FlowSynth: Simplifying Complex Audio Generation Through Explorable Latent Spaces with Normalizing Flows

FlowSynth: Simplifying Complex Audio Generation Through Explorable Latent Spaces with Normalizing Flows

Philippe Esling, Naotake Masuda, Axel Chemla--Romeu-Santos

Proceedings of the Twenty-Ninth International Joint Conference on Artificial Intelligence

Audio synthesizers are pervasive in modern music production. These highly complex audio generation functions provide a unique diversity through their large sets of parameters. However, this feature also can make them extremely hard and obfuscated to use, especially for non-expert users with no formal knowledge on signal processing. We recently introduced a novel formalization of the problem of synthesizer control as learning an invertible mapping between an audio latent space, extracted from the audio signal, and a target parameter latent space, extracted from the synthesizer's presets, using normalizing flows. In addition to model a continuous representation allowing to ease the intuitive exploration of the synthesizer, it also provides a ground-breaking method for audio-based parameter inference, vocal control and macro-control learning.

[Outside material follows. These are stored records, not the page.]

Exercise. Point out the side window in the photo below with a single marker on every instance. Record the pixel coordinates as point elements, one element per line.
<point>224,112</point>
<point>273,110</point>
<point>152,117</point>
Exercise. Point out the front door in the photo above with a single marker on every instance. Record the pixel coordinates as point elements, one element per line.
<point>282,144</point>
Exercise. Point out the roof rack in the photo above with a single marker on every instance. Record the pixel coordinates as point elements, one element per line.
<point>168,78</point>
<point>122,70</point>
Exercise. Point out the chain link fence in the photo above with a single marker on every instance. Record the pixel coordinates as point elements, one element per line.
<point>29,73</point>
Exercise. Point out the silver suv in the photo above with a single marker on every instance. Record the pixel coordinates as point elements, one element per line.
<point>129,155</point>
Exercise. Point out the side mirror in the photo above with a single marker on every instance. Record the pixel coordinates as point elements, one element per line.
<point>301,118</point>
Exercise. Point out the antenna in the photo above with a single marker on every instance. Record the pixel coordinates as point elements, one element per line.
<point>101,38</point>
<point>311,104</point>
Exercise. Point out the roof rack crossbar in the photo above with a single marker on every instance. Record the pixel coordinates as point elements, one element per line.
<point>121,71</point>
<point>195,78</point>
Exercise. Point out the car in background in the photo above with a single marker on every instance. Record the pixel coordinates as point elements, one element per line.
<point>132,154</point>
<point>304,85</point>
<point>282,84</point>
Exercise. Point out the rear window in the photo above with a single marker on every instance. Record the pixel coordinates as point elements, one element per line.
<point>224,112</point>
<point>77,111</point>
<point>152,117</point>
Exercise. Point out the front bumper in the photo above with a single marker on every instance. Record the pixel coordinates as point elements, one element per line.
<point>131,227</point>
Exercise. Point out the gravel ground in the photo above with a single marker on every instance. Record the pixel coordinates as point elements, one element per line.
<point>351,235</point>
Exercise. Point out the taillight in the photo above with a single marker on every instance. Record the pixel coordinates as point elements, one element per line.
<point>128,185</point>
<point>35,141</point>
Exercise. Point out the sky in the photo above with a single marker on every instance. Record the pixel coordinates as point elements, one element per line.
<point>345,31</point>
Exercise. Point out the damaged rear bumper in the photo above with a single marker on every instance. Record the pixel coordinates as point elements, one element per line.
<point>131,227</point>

Here, we discuss the details of integrating these high-level features to develop new interaction schemes between a human user and the generating device: parameters inference from audio, high-level preset visualization and interpolation, that can be used both in off-time and real-time situations. Moreover, we also leverage LeapMotion devices to allow the control of hundreds of parameters simply by moving one hand across space to explore the low-dimensional latent space, allowing to both empower and facilitate the user's interaction with the synthesizer.
Keywords:
Machine Learning: general
Human-Computer Interactive Systems: general
Knowledge Representation and Reasoning: general